Investimento na inovação para impulsionar a política industrial

Relatório Letta
Susana Garayoa

Susana Garayoa

Diretor de Relações Institucionais em Bruxelas

A Europa encontra-se num ponto de viragem da sua história, enfrentando desafios internos e externos que põem à prova a sua capacidade de se manter competitiva a nível mundial. Neste contexto, o relatório apresentado pelo antigo Primeiro-Ministro italiano Enrico Letta, juntamente com o Presidente do Conselho Europeu, Charles Michel, sobre a integração do Mercado Único, assume uma relevância excecional ao traçar um roteiro para o novo ciclo político e institucional europeu de 2024-2029.

A publicação do Relatório Letta – que, entre outras questões, destaca a importância da inovação para a reindustrialização da Europa – surge quando a Comissão Europeia prepara o décimo quadro financeiro plurianual da UE (10th Framework Programme, ou FP10), do qual deverá sair o orçamento para o sucessor do Horizon Europe, o atual programa-quadro de apoio a projetos de I&D+i. Na Zabala Innovation estamos a participar neste processo, com um Position Paper para a Comissão Europeia que iremos apresentar em breve.

De facto, a necessidade de ter em conta o papel da inovação no 10th Framework Programme foi também evocada pelo Chefe de Unidade da Direção-Geral de Investigação e Inovação da Comissão Europeia, Massimiliano Esposito. No discurso proferido na oitava conferência da Universidade Norueguesa de Ciência e Tecnologia, a 18 de abril, Esposito afirmou que “cada euro de custos ligados ao programa Horizonte 2020 [antecessor do Horizon Europe] trará, em última análise, cinco euros de benefícios para os cidadãos da UE em 2040, 20% de crescimento adicional do emprego e um aumento de 30% do volume de negócios e dos ativos totais das empresas participantes em comparação com as que não foram selecionadas, apesar da elevada qualidade das candidaturas”.

Reforçar a competitividade da UE

Nos últimos anos, a UE demonstrou a sua capacidade de resolver questões inesperadas, o que evidenciou o valor acrescentado que pode oferecer em situações de crise, conferindo-lhe assim maior visibilidade e relevância em comparação com ciclos anteriores.
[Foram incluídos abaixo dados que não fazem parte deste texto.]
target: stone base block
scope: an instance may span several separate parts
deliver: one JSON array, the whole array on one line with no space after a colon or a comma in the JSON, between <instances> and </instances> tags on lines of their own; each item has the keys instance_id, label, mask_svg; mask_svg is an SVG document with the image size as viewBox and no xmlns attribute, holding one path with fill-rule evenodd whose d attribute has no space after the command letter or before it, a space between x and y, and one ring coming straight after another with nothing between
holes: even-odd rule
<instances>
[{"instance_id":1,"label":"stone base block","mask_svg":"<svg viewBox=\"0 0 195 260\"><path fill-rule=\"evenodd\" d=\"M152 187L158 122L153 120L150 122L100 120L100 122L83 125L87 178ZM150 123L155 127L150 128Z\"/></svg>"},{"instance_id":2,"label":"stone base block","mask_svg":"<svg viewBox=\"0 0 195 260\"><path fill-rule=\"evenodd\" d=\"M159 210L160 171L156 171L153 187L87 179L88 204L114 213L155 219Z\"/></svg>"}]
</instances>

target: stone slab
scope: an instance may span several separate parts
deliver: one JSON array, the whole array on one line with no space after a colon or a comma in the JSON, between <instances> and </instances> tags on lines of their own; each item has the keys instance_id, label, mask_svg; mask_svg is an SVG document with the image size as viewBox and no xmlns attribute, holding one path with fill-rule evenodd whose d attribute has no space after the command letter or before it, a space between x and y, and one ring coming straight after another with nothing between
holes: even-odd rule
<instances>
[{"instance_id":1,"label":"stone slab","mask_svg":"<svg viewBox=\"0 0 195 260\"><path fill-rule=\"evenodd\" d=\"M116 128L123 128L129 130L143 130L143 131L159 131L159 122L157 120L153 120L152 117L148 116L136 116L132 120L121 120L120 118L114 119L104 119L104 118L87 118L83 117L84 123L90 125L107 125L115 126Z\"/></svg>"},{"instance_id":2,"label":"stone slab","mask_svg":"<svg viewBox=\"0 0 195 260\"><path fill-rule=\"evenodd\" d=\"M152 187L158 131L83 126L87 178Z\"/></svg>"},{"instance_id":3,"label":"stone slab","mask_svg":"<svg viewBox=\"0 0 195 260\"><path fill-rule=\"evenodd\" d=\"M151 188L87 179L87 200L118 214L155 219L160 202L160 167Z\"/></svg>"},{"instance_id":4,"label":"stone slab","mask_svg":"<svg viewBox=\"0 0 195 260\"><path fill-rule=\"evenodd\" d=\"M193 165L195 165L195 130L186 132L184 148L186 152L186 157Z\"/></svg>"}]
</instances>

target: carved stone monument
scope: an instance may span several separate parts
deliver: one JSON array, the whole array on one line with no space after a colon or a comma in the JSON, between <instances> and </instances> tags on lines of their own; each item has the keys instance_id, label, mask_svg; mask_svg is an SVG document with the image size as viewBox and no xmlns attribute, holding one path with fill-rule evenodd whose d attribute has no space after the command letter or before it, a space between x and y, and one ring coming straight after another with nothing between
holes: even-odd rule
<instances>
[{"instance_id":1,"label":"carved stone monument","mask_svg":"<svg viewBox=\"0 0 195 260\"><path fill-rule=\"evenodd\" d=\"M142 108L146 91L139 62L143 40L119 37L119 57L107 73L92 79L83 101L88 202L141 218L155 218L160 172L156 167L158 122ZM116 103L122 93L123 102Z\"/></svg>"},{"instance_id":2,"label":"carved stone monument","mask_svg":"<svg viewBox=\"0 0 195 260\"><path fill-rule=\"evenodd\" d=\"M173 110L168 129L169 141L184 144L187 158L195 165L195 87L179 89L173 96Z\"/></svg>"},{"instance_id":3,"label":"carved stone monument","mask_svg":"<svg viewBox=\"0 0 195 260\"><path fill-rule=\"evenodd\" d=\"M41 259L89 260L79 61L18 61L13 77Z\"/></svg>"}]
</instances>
No entanto, o caminho para a competitividade não está isento de desafios. A transição ecológica, a digitalização e a perda de competitividade evidenciada pela pandemia de COVID e pela guerra na Ucrânia são apenas alguns dos desafios que a Europa enfrenta atualmente.

Neste contexto, o relatório Letta procura contribuir para a resposta da UE a estes desenvolvimentos, propondo medidas concretas para reforçar a economia e a competitividade da Europa, bem como o bem-estar dos seus cidadãos no mercado único.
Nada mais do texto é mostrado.